YEDİNCİ BÖLÜM
Sıfatlar Hakkında Seleften Gelen Sözler
Sıfat ayetleri ve hadisleri hakkında seleften gelen ve bir kısmı genel, bir kısmı da özel anlamlar içeren bazı sözler şöhret bulmuştur.
Genel anlamlı sözlerden biri, selefin şu sözüdür:
“Onları (sıfat naslarını) geldikleri gibi nitelendirmeden (niteliksiz) alınız.”
Bu söz; Mekhûl,59 Zührî,60 Mâlik b. Enes,61 Süfyân es-Sevrî,62 Leys b. Sa’d63 ve Evzâ’î’64den rivâyet edilmiştir.65
Bu sözde, ta’tîlcilere ve teşbîhcilere reddiye vardır. Şöyle ki:
- “Geldiği gibi alınız” sözünde ta’tîlcilere
- “Nitelendirmeden” sözünde ise teşbîhcilere red vardır.
Yine bu sözde, selefin; sıfat nasları için Allah’a yaraşır doğru anlamlar saptadıklarının bir kanıtı vardır. Bu kanıtı şu iki şey gösterir:
1- Selefin “geldiği gibi alınız” sözünün anlamı şudur: Sıfat naslarının gösterdiği anlamları, geldiği gibi bırakmak. Hiç şüphesiz bu naslar Allah-u Teâlâ’ya yaraşır anlamları ispat etmek için gelmiştir. Eğer selef, bu sıfat naslarının bir anlamı olduğuna inanmasalardı “bunların lafızlarını alınız ve anlamlarına takılmayınız (dokunmayınız)” derler veya buna benzer bir şey söylerlerdi.
2- Selefin “nitelendirmeden” sözü, onların; anlamın hakîkatini (gerçeğini) ispat ettikleri hususunda açık bir kanıttır. Çünkü eğer onlar, bu sözlerin anlamı olmadığına inanmış olsalardı, anlamın niteliğini inkar etmeye gerek duymazlardı. Zira olmayan bir şey, kendi başına var olamaz. O halde olmayan bir şeyin niteliğini inkar etmek, boş saçma bir söz olur.
• Eğer; Allah’ın dünya göğüne inmesi hadisi66 ve buna benzer diğer hadisler hakkında İmam Ahmed67’in söylediği “nitelendirmeden ve anlam vermeden bunlara inanır ve tasdik ederiz (doğrularız)”68 sözü hakındaki cevabınız nedir? denilirse,
Buna cevap olarak deriz ki:
İmam Ahmed’in sözünde reddettiği anlam, Cehmiyye’den ta’tîlcilerin ve başkalarının uydurarak ortaya attıkları ve onunla (bu anlamla) kitap ve sünnetin naslarını, açık anlamlarına ters düşen anlamlara çevirdikleri anlamdır.

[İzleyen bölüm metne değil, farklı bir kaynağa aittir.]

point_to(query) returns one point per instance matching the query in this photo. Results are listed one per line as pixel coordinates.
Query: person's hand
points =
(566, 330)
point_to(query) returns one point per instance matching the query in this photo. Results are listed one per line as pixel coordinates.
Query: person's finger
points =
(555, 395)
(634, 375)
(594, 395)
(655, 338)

Söylediğimizin doğruluğunu şu gösterir: İmam Ahmed anlam ve nitelemeyi, sözünün, şu iki bid’atçi gruba -Muattıla (ta’tîlci) grubu ve Müşebbihe (teşbîhci) grubu- reddiyeyi kapsaması için, inkar etmiştir.

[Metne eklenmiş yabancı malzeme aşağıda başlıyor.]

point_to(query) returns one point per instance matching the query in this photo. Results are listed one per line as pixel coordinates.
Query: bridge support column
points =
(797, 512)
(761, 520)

Söylediğimizin doğruluğunu gösteren diğer bir kanıt ise Müellif’in (İbn-i Teymiyye) Muhammed b. el-Hasen’69in sözü hakkında söyledikleridir: “Batıdan doğuya kadar bütün fıkıhçılar, Kur’ân’a ve Rabb Azze ve Celle’nin sıfatları hakkında Peygamber -sallallahu aleyhi ve sellem-’den güvenilir kimselerin rivâyet ettikleri hadislere, hiçbir tefsîr (yorum), nitelendirme ve benzetme yapmaksızın iman etmenin gereği üzerinde birleşmişlerdir.”70
Müellif (İbn-i Teymiyye), Muhammed b. el-Hasen’in bu sözünü naklettikten sonra O’nun bu sözle; “sıfatları ispat hususunda sahâbe ve tâbiînin üzerinde birleştikleri görüşlere ters düşen birtakım tefsîrleri (yorumları) uydurarak ortaya atan ta’tîlci Cehmiyye’nin yorumunu kasdettiğini” söylemektedir.
Bu da gösterir ki sıfat ayetlerinin ve hadislerinin tefsîri iki çeşittir:
1- Makbûl (Kabul Edilen) Tefsîr: Bu, sıfatlara; Kitap ve Sünnet’in zâhirine (açık anlamına) uygun, Allah Azze ve Celle’ye yaraşır anlamlar veren sahâbenin ve tâbiînin üzerinde olduğu tefsîrdir.
2- Makbûl Olmayan Tefsîr: Bu da makbûl tefsîrin tersine, kabul edilmeyen tefsîrdir.
Yukarıda geçtiği üzere bu mânâların kabul edileni olduğu gibi kabul edilmeyeni de vardır.
•Peki “Allah’ın sıfatlarının niteliği var mıdır?” denilirse, cevap olarak deriz ki:
Evet onların niteliği vardır. Fakat bu nitelik bizim için bir bilinmezdir. Çünkü bir şeyin niteliği, ya bizzat o şeyin kendisini görerek, ya benzerini görerek ya da onun hakkında gelen doğru bir haberle bilinebilir. Bu yolların hiçbiri Allah’ın sıfatları hakkında mevcût değildir.
Böylece selefin “niteliksiz” sözünün anlamının “nitelendirmeden” olduğu bilinmiş oldu. Yoksa onlar mutlak anlamda niteliği reddetmeyi kasdetmemişlerdir. Çünkü bu katıksız bir ta’tîldir. Allah en doğrusunu bilir.